HTTP

Updated: 2018-12-15

HTTP/3 vs HTTP/2

TL;DR: from TCP to UDP.

  • HTTP/3 is on top of QUIC / UDP

    • no need multi round handshakes
    • does not include error correction
    • does not exist in an insecure or unencrypted version
    • based on Google's work on QUIC
  • HTTP/2 is on top of TCP

    • multiple handshakes
    • TCP is like a "data pipe", or stream, it does not understand the data it transmits, so additional security is provided by TLS/SSL
    • based on Googles SPDY
  • backwards compatible with HTTP/1.1

HTTP/2 vs WebSocket

https://blog.sessionstack.com/how-javascript-works-deep-dive-into-websockets-and-http-2-with-sse-how-to-pick-the-right-path-584e6b8e3bf7

  • Websocket: Say you want to build a Massive Multiplayer Online Game that needs a huge amount of messages from both ends of the connection. In such a case, WebSockets will perform much, much better. In general, use WebSockets whenever you need a truly low-latency, near realtime connection between the client and the server.
  • HTTP/2: If your use case requires displaying real-time market news, market data, chat applications, etc., relying on HTTP/2 + SSE will provide you with an efficient bidirectional communication channel while reaping the benefits from staying in the HTTP world.

HTTP/2 vs HTTP 1.1

http://http2.github.io/

HTTP practically only allows one outstanding request per TCP connection. In the past, browsers have used multiple TCP connections to issue parallel requests

"One major goal is to allow the use of a single connection from browsers to a Web site."

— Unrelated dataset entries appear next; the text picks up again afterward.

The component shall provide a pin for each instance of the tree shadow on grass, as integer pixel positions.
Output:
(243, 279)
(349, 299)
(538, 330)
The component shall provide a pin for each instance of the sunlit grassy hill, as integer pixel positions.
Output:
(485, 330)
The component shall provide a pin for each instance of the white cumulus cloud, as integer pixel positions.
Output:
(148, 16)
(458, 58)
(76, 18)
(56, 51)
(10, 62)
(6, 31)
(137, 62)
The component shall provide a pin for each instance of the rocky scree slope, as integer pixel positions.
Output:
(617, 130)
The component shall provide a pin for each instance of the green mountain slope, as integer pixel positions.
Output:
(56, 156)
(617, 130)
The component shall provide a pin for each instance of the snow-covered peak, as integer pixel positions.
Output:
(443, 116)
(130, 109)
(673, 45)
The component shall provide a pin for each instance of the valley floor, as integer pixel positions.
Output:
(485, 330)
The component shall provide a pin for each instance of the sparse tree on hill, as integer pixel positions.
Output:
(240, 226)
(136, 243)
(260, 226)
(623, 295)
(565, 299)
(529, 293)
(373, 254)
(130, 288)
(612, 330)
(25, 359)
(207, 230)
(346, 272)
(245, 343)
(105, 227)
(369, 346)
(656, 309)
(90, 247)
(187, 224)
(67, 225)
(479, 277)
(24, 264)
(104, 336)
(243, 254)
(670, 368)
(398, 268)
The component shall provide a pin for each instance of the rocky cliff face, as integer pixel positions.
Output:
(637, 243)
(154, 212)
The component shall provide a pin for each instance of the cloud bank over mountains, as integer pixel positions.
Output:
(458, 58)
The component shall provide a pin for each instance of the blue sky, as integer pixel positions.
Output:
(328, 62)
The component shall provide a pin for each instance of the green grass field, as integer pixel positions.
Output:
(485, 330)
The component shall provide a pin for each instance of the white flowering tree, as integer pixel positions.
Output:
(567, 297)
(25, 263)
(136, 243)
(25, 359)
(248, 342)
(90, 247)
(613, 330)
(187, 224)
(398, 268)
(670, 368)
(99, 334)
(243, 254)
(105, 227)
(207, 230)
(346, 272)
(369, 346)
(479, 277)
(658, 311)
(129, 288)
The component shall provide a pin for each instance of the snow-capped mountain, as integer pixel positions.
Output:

  • Header Compression: HTTP Header size will be greatly reduced
  • Single Connection. Only one connection to the server is used to load a website, and that connection remains open as long as the website is open. This reduces the number of round trips needed to set up multiple TCP connections.
  • Multiplexing. Multiple requests are allowed at the same time, on the same connection. Previously, with HTTP/1.1, each transfer would have to wait for other transfers to complete. HTTP/2 is especially useful when dealing with TLS connections. The TLS handshake can be quite long but thanks to reduced latency and multiplexing, other requests can do their work without being blocked.
  • HTTP/2 Server Push: Resources can be pushed to the client before they are requested
  • Prioritization: Resources can have dependency levels allowing the server to prioritize which requests to fulfill first
  • Binary: HTTP/2 is a binary protocol making it a lot more efficient when transferring data

Deprecated Techniques

With HTTP/1.1, many techniques were used to speed up websites that are no longer necessary with HTTP/2.

  • Domain Sharding. Loading files from multiple subdomains so that more connections may be established. The increase in parallel file transfers adds to server connection overhead.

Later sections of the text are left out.